You would think the Issa brothers have enough on their plate for the time being, what with Asda, the UK’s third-biggest supermarket, casual dining chain Leon, the Cooplands bakery chain and another 50-odd KFCs to incorporate into their EG Group. But their appetite for more risk and more opportunities seems limitless.
Having apparently pulled out of a deal to acquire the beleaguered McColl’s chain last week, the Issas are now reportedly in pole position to buy Boots (for £6bn). Meanwhile, as we report, Zuber is opening a little convenience store in his home town of Blackburn. Are there no pies (big or small) the Issas don’t want their fingers in?
As much as the ambition, though, it’s the rationale for the interest itself that baffles. And not just in the case of that little store in Blackburn. Why would they want to buy McColl’s, which would contractually oblige them to pay rival Morrisons to supply those 1,000-plus shops until 2027? Did they not know that, and pull out when it dawned on them?
It’s easy to post-rationalise amid the silence, and speculate they will re-enter negotiations if McColl’s does go into administration. And with such a chequered performance these past four years, and lending banks particularly unhelpful at the moment, amid broken covenants and continuing supply chain uncertainty, sadly there’s a strong possibility of a McColl’s wipeout.
Stripped of those contractual obligations, the Issas would then be in a straight bidding war with Morrisons itself as Tesco would surely be out of the equation for competitive reasons and ditto Sainsbury’s. Mind you, it would be interesting to see how the CMA considers aspirins sold in EG/Asda/Boots/McColls, especially when the precedent is petrol price increases in Asda/EG.
And what of Morrisons? The wholesale contract is around £600m. On a month’s credit, they could lose c£50m if McColl’s goes down. And it’s clearly in its interests to support the business (added to which is the fact that the contract is moving closer to profitability). If it could get its hands on the Morrisons Daily stores, without having the long tail of old newsagents, which are quietly dying, there’s a good medium-size convenience store business there.

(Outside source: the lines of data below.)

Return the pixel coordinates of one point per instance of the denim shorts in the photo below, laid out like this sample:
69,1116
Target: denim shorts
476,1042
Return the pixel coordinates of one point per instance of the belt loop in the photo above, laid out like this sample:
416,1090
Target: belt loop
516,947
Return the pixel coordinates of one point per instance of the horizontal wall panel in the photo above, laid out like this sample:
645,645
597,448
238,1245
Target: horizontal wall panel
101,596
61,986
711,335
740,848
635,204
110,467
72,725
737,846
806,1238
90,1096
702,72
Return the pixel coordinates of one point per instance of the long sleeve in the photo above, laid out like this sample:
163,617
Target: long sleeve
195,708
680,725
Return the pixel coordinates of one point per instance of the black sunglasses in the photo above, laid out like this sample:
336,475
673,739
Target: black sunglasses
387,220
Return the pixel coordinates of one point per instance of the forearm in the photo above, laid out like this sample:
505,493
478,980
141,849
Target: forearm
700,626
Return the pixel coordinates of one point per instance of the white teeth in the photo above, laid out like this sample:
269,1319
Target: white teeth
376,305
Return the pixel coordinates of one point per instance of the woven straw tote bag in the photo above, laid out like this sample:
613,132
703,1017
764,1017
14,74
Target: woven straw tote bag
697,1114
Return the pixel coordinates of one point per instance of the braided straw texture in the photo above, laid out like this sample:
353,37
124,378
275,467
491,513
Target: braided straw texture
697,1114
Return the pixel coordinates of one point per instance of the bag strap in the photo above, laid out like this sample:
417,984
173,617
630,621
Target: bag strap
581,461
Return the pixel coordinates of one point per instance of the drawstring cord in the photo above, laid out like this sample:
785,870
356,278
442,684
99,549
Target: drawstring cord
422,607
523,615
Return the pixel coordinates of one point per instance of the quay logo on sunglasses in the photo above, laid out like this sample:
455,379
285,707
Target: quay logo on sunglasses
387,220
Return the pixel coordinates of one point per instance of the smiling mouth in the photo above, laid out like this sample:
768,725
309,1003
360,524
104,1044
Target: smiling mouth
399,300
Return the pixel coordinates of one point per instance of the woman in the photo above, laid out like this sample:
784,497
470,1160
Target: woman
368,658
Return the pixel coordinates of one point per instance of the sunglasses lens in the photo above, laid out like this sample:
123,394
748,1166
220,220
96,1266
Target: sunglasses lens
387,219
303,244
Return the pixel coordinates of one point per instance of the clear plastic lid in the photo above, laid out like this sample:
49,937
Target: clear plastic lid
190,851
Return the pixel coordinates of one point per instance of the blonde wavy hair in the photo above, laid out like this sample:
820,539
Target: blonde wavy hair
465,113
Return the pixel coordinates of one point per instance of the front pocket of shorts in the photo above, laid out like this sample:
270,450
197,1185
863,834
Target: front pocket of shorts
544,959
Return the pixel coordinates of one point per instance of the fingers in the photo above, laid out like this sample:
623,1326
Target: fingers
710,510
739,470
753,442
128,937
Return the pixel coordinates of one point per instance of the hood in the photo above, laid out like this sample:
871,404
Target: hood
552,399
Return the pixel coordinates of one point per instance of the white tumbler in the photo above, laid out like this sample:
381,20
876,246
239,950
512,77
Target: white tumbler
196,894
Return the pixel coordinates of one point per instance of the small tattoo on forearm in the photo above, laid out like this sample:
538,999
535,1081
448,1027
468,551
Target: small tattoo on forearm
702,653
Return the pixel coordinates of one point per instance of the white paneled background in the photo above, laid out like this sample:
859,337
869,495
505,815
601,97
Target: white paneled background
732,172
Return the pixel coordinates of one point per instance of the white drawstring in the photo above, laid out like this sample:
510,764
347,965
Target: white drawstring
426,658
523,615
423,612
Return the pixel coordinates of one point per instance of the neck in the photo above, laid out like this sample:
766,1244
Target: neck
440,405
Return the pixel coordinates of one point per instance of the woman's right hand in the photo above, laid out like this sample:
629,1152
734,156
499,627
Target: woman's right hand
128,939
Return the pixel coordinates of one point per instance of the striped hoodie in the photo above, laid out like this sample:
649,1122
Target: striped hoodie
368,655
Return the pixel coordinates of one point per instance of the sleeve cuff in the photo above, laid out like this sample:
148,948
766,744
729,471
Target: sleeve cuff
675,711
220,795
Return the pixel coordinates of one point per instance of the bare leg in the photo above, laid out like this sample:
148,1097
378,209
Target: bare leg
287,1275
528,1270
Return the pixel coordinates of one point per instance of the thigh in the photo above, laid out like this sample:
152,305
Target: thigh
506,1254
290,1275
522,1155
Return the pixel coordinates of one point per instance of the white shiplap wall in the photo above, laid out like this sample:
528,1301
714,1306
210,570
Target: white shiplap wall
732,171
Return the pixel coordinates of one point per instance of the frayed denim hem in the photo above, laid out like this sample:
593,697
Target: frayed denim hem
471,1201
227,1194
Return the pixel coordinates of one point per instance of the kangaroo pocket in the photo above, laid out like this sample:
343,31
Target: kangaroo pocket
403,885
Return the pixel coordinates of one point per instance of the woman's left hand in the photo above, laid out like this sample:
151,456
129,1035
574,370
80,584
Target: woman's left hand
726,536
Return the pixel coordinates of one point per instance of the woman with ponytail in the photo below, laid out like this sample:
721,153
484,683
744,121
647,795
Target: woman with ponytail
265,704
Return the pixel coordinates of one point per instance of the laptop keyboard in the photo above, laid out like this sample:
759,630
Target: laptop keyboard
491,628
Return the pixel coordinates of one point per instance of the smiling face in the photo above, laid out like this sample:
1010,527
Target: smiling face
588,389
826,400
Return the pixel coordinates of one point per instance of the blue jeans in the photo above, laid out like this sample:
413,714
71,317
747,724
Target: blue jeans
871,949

You would think then that CD&R, with a number of smaller convenience stores through its Motor Fuels Group, would be in the driving seat – with the administrators selling off the rump as best it could. On the other hand Morrisons is in the middle of a CMA process with MFC and the last thing they need is the McColls estate to come into the review.
As such a carveup would be the most likely option, with different retailers interested in different stores. Probably a structure will be put together to keep it going with store sales. But Morrisons supply and the support of suppliers would be critical.
But you never know with the Issa brothers. You wouldn’t put it past them to bag the whole job lot.